Haha no just waiting for the slow boat from China. I ordered all of the Arduino bits and bobs from ebay so just waiting for everything to arrive.
Could still be another 2 weeks before it all arrives!


----------



## Tex N Oz (19/9/15)

I don't think you can use an SSR with DC.. I believe they can only switch at the crossover. For switching a DC device, you'll need a MOSFET like this..

http://www.ebay.com.au/itm/Four-Channel-4-Route-MOSFET-Button-IRF540-V2-0-MOSFET-Switch-Module-For-Arduino-/161420103429?hash=item2595634f05


----------



## Logan_01 (5/10/15)

Yeah, defiantly can't switch dc loads with a SCR ... Well you can turn it on, but not off! 

You could use a regulated 12vdc supply large enough for the pumps, and just go into the Vin pin of the arduino UNO. The UNO has an on board 5v regulator. At least that way you only have one power supply and no external regulator.

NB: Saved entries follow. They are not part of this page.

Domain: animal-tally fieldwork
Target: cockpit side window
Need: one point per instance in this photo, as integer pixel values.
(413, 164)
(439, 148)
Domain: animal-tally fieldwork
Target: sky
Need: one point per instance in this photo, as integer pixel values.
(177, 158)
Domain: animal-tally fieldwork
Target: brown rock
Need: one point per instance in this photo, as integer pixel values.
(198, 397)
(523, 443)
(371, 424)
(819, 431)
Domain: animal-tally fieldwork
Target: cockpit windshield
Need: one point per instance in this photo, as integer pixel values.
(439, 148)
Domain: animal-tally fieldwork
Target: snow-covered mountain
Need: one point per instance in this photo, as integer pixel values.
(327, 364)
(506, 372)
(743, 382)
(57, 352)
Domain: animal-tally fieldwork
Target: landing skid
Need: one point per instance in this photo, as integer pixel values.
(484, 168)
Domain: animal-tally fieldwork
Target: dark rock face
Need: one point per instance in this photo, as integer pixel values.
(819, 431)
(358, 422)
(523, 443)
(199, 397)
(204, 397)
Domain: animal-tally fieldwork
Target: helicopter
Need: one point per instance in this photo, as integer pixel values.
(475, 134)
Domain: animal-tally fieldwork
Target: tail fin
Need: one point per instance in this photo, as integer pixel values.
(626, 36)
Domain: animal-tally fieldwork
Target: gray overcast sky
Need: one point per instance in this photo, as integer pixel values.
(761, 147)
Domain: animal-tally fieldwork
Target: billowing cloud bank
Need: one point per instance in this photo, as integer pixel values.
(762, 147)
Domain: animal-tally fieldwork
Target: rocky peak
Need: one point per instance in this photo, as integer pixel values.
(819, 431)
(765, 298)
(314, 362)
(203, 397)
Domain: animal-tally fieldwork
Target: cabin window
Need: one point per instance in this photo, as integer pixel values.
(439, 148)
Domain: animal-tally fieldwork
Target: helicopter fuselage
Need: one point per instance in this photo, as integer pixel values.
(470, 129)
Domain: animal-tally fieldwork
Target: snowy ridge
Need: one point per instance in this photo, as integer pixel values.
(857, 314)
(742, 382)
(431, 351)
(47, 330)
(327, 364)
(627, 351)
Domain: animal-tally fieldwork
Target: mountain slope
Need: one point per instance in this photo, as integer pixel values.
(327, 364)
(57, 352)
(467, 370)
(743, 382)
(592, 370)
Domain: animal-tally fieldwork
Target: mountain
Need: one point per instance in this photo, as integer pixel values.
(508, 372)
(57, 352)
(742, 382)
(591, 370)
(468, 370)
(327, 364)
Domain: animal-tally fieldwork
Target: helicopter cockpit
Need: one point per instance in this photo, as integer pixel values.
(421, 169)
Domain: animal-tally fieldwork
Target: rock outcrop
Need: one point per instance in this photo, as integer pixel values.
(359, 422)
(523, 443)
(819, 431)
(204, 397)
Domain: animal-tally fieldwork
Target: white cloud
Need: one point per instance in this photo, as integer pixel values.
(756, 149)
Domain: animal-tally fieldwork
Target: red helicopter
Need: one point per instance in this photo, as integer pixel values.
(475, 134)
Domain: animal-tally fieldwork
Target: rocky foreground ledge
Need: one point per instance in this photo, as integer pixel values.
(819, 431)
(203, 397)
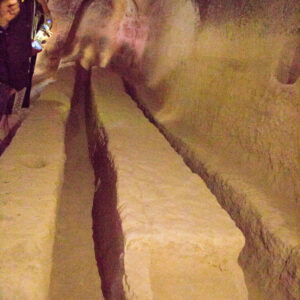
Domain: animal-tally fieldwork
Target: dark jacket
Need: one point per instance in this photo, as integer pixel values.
(15, 48)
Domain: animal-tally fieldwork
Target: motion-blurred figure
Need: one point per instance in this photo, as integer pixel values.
(18, 26)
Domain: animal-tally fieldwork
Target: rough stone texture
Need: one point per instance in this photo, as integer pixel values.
(235, 97)
(31, 172)
(178, 242)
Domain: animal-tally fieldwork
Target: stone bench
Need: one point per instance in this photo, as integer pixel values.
(177, 241)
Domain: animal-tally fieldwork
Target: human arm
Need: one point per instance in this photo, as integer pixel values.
(45, 7)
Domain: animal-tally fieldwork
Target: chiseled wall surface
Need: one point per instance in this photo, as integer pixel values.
(230, 85)
(227, 79)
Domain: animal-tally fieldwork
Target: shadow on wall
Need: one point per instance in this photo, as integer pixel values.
(232, 86)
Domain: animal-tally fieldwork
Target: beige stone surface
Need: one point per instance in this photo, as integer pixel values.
(177, 239)
(46, 248)
(31, 171)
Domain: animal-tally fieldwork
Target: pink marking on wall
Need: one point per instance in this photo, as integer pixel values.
(134, 31)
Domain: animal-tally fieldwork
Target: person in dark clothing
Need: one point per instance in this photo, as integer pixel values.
(16, 21)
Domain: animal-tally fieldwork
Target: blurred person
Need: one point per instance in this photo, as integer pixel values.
(16, 51)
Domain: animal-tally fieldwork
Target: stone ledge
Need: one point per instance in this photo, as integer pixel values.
(165, 209)
(271, 226)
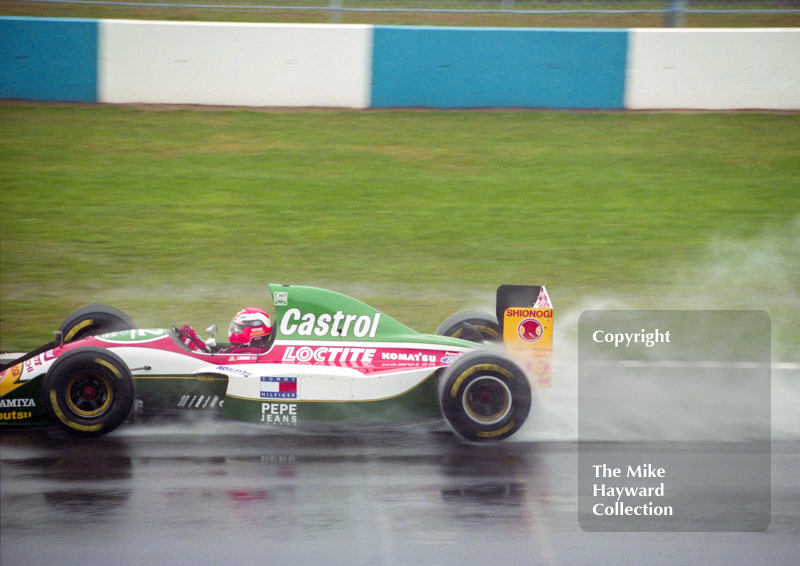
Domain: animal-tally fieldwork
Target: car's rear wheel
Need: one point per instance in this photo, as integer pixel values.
(89, 391)
(485, 396)
(94, 320)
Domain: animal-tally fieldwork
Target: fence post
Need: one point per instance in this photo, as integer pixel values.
(335, 9)
(675, 15)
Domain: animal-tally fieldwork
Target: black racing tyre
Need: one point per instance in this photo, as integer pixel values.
(484, 323)
(94, 320)
(88, 391)
(485, 396)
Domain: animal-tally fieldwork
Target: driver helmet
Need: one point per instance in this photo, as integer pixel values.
(249, 324)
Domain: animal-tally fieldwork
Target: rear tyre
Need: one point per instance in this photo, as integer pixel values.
(484, 323)
(94, 320)
(484, 396)
(88, 391)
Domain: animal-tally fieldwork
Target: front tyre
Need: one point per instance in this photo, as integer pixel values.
(485, 397)
(88, 391)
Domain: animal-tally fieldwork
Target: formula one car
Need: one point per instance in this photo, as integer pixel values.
(329, 359)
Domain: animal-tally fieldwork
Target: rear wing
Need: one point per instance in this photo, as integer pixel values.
(525, 315)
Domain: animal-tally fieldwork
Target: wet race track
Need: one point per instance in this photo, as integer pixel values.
(225, 493)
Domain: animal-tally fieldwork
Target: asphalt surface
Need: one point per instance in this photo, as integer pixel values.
(227, 493)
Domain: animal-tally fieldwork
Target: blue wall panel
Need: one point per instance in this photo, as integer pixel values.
(481, 67)
(48, 59)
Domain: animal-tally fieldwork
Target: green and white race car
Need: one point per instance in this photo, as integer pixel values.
(328, 359)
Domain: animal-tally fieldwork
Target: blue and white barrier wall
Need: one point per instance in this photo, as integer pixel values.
(364, 66)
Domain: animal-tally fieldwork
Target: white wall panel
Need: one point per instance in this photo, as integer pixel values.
(234, 64)
(713, 69)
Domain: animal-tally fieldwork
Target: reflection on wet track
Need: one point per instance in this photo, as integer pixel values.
(232, 494)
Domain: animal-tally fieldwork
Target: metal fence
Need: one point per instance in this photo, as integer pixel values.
(572, 13)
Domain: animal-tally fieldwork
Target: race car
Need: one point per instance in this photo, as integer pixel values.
(327, 359)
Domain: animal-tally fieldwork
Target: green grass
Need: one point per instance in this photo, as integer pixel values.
(185, 215)
(607, 13)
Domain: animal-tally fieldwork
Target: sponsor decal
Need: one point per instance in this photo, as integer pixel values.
(328, 355)
(136, 335)
(279, 413)
(530, 330)
(16, 403)
(533, 312)
(417, 357)
(278, 387)
(237, 371)
(338, 324)
(15, 415)
(543, 300)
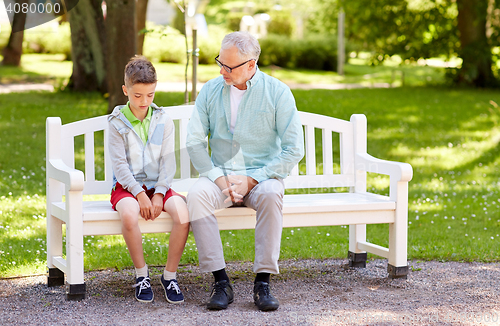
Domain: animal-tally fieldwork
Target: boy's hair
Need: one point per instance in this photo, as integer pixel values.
(247, 45)
(139, 70)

You can use mosfets or simple relays for the pumps, as they won't be switched on/off quickly. Remember a flyback diode if using relays ... Just google it.

Happy brewing.


----------



## anthonyUK (5/10/15)

The Uno needs at least 7v for the regulator so 12v is ideal for both.
There are very low cost relay boards available for Arduino e.g. Sainsmart which I believe have the diodes built in.


----------



## Liamwoolley (31/12/15)

Did you ever complete this as I'm trying to do exactly this


----------



## stux (1/1/16)

Liamwoolley said:


> Did you ever complete this as I'm trying to do exactly this


Look at ArdBir and Matho's Controller


----------